For patients with chromosome 17p deletion, the ORR was 53%, compared with 70% for those without 17p deletion; this difference was not significant (P=0.35). Prior response to fludarabine correlated with treatment response; ORR was 70% among patients not refractory to their last fludarabine-containing regimen versus 33% among those refractory to fludarabine (P=0.041).

The median time to treatment failure for all patients was 17.4 months (95% CI, 11.9 to 23.0 months). Median overall survival had not been reached. The investigators estimated survival at 36 months to be 71% (95% CI, 59% to 83%).

The most common grade 3 or 4 toxicity, occurring in 73% of patients, was neutropenia.
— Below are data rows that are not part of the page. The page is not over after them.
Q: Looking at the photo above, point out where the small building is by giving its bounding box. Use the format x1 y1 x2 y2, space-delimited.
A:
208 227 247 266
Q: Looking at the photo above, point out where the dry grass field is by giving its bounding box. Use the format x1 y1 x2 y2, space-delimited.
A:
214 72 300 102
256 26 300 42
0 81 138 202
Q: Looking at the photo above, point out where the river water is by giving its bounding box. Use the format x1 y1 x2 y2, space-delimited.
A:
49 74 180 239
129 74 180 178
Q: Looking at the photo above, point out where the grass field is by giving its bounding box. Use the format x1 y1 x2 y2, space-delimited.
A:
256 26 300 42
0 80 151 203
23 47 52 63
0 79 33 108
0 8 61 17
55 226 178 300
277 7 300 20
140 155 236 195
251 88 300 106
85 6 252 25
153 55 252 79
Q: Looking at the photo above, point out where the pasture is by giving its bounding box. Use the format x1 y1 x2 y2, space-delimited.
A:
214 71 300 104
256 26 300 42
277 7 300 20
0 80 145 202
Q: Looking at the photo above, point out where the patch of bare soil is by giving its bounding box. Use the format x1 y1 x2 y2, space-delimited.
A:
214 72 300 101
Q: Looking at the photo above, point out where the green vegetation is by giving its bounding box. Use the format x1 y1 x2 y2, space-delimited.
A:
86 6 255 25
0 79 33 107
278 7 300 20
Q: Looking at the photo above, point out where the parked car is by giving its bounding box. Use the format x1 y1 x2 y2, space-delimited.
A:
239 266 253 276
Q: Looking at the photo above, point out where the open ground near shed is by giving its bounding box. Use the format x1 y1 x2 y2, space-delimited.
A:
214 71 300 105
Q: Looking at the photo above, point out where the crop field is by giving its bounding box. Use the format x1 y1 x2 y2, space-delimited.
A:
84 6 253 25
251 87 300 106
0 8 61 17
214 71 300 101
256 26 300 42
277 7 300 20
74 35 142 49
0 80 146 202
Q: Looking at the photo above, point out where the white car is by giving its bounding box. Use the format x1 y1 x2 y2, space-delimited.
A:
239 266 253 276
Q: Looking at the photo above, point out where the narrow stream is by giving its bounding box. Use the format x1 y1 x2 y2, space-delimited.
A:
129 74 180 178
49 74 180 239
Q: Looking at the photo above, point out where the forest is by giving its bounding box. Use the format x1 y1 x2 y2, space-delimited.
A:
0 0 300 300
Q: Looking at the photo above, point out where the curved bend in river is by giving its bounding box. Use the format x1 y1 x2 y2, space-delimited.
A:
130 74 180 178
Fourteen patients (24%) experienced a grade 3 to 4 infection or febrile episode. “There was one episode of grade 3 tumor lysis; one patient experienced renal failure during the first cycle of therapy, and one venous thromboembolic event occurred during the study,” they reported.

Noting the 66% ORR makes the lenalidomide/rituximab combination comparable to currently used chemotherapy combinations, “we plan to further evaluate the activity of this combination as initial therapy for patients unfit for chemoimmunotherapy and as a partner for novel agents,” Dr. Ferrajoli concluded.